We present the results of analysis of “snapshot” spectra of 253 metal-poor halo stars $-3.8\leq {\rm [Fe/H]} \leq -1.5$ obtained in the HERES survey. The snapshot spectra have been obtained with VLT/UVES and have typically $S/N\sim 54$ per pixel (ranging from 17 to 308), $R\sim20\, 000$, $\lambda = 3760$–4980 Å. This sample represents the major part of the complete HERES sample of 373 stars; however, the CH strong content of the sample is not dealt with here. The spectra are analysed using an automated line profile analysis method based on the Spectroscopy Made Easy (SME) codes of Valenti & Piskunov. Elemental abundances of moderate precision (absolute rms errors of order 0.25 dex, relative rms errors of order 0.15 dex) have been obtained for 22 elements, C, Mg, Al, Ca, Sc, Ti, V, Cr, Mn, Fe, Co, Ni, Zn, Sr, Y, Zr, Ba, La, Ce, Nd, Sm, and Eu, where detectable.

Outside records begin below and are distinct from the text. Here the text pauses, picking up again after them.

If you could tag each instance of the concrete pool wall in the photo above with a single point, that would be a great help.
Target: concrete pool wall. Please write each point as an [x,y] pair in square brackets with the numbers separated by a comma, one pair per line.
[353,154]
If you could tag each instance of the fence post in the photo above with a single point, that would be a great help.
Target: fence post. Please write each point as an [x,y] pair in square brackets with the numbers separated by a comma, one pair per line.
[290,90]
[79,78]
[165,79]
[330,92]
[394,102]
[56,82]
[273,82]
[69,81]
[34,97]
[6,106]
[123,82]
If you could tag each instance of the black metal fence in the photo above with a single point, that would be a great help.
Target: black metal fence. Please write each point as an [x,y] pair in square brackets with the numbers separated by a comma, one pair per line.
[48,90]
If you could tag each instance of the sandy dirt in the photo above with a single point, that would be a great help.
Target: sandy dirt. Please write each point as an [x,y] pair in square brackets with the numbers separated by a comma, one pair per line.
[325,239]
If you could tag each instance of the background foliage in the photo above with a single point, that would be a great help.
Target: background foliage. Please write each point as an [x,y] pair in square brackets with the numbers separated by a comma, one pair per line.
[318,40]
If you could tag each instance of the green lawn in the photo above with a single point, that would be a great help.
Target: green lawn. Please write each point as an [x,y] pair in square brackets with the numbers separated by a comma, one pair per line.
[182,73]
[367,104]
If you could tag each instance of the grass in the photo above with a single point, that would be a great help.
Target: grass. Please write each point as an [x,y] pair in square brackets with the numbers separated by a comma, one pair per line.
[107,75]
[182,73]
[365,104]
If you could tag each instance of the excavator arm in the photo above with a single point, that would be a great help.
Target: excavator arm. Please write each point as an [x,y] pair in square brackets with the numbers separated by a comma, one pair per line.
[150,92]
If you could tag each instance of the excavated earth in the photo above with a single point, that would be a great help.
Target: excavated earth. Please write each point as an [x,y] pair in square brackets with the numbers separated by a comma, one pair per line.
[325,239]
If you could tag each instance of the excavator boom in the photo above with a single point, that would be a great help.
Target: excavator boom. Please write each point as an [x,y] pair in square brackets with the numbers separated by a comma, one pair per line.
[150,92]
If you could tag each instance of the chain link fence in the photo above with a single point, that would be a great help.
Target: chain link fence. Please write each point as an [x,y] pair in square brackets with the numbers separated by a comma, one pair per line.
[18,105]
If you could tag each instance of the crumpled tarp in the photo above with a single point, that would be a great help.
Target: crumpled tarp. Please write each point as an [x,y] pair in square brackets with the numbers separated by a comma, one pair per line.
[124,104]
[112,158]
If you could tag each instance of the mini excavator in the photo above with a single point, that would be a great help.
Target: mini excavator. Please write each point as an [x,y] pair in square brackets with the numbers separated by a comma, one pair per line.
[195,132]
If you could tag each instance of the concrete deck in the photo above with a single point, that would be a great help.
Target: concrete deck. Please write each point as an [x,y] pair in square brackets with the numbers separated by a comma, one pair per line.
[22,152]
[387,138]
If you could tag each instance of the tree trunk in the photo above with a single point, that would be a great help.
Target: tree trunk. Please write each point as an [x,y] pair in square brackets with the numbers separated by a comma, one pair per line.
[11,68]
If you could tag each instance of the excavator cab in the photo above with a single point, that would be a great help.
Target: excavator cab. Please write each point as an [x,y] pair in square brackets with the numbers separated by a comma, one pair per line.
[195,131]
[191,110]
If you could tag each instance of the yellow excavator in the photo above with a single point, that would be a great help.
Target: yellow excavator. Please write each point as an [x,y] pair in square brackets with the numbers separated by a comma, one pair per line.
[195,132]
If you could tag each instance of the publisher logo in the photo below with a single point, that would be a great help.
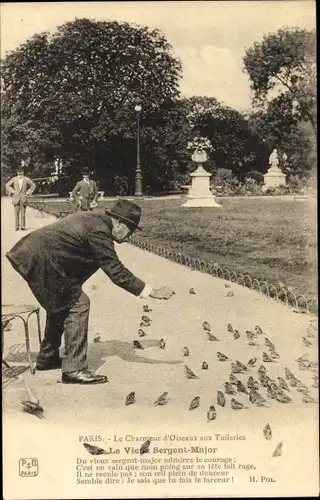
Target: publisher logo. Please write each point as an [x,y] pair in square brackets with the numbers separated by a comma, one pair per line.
[28,467]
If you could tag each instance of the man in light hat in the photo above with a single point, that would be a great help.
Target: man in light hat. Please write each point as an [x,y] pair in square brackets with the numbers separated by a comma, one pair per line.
[56,260]
[20,187]
[86,192]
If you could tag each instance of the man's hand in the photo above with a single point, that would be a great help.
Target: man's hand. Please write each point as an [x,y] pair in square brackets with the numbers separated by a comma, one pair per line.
[165,293]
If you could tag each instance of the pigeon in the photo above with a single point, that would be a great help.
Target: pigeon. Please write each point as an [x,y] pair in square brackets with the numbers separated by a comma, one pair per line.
[146,308]
[94,450]
[221,400]
[283,384]
[252,362]
[33,408]
[235,405]
[162,344]
[229,388]
[266,358]
[212,338]
[256,398]
[211,413]
[278,450]
[131,398]
[236,335]
[189,372]
[206,326]
[194,403]
[137,345]
[241,387]
[222,357]
[144,448]
[267,432]
[306,342]
[162,400]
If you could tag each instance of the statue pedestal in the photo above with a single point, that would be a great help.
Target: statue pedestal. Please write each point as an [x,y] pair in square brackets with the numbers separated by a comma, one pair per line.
[274,177]
[199,192]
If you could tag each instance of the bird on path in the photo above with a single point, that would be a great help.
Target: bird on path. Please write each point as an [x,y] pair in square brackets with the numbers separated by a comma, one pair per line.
[162,400]
[189,372]
[235,405]
[33,408]
[221,400]
[131,398]
[194,403]
[144,448]
[221,356]
[206,326]
[211,413]
[94,450]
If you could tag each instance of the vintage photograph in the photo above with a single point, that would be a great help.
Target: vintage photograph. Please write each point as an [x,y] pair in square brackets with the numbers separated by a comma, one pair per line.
[159,312]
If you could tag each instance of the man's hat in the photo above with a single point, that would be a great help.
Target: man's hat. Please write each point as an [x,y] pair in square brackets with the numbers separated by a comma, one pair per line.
[127,212]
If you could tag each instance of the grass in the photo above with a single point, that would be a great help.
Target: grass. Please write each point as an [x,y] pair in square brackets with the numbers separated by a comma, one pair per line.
[271,239]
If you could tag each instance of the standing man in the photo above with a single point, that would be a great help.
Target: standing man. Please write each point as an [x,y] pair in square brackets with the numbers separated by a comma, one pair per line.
[56,260]
[20,187]
[85,192]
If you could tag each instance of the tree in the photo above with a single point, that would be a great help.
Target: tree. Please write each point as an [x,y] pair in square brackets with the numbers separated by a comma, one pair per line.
[72,94]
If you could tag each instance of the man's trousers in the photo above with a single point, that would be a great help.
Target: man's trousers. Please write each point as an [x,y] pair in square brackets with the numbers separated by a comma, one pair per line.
[73,322]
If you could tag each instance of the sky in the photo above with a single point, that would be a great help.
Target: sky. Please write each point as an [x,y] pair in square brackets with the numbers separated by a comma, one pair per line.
[210,37]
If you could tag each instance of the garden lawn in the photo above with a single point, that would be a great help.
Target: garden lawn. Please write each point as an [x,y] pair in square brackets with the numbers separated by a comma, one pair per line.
[269,238]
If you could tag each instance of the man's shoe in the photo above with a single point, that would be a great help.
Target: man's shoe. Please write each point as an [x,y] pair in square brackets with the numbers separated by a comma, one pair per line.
[83,377]
[49,365]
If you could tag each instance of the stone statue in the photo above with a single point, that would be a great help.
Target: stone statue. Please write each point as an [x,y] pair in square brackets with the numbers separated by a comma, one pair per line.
[274,160]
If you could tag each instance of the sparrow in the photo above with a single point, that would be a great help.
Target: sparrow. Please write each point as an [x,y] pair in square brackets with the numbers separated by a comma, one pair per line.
[146,308]
[131,398]
[256,398]
[162,344]
[241,387]
[278,450]
[252,362]
[206,326]
[144,448]
[194,403]
[283,384]
[236,335]
[221,400]
[306,342]
[222,357]
[267,432]
[266,358]
[211,337]
[94,450]
[229,388]
[137,344]
[33,408]
[162,400]
[235,405]
[211,413]
[189,372]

Of these elements, 14 are usually detectable at the 3σ confidence level for our typical spectra. The remainder can be detected in the least metal-poor stars of the sample, spectra with higher than average $S/N$, or when the abundance is enhanced. Among the sample of 253 stars, disregarding four previously known comparison stars, we find 8 r-II stars and 35 r-I stars. The r-II stars, including the two previously known examples CS 22892-052 and CS 31082-001, are centred on a metallicity of ${\rm [Fe/H]} = -2.81$, with a very small scatter, on the order of 0.16 dex. The r-I stars are found across practically the entire metallicity range of our sample. We also find three stars with strong enhancements of Eu which are s-process rich. A significant number of new very metal-poor stars are confirmed: 49 stars with ${\rm [Fe/H]}<-3$ and 181 stars with $-3<{\rm [Fe/H]}<-2$. We find one star with ${\rm [Fe/H]}<-3.5$. We find the scatter in the abundance ratios of Mg, Ca, Sc, Ti, Cr, Fe, Co, and Ni, with respect to Fe and Mg, to be similar to the estimated relative errors and thus the cosmic scatter to be small, perhaps even non-existent. The elements C, Sr, Y, Ba and Eu, and perhaps Zr, show scatter at ${\rm [Fe/H]} \la -2.5$ significantly larger than can be explained from the errors in the analysis, implying scatter which is cosmic in origin. Significant scatter is observed in abundance ratios between light and heavy neutron-capture elements at low metallicity and low levels of r-process enrichment.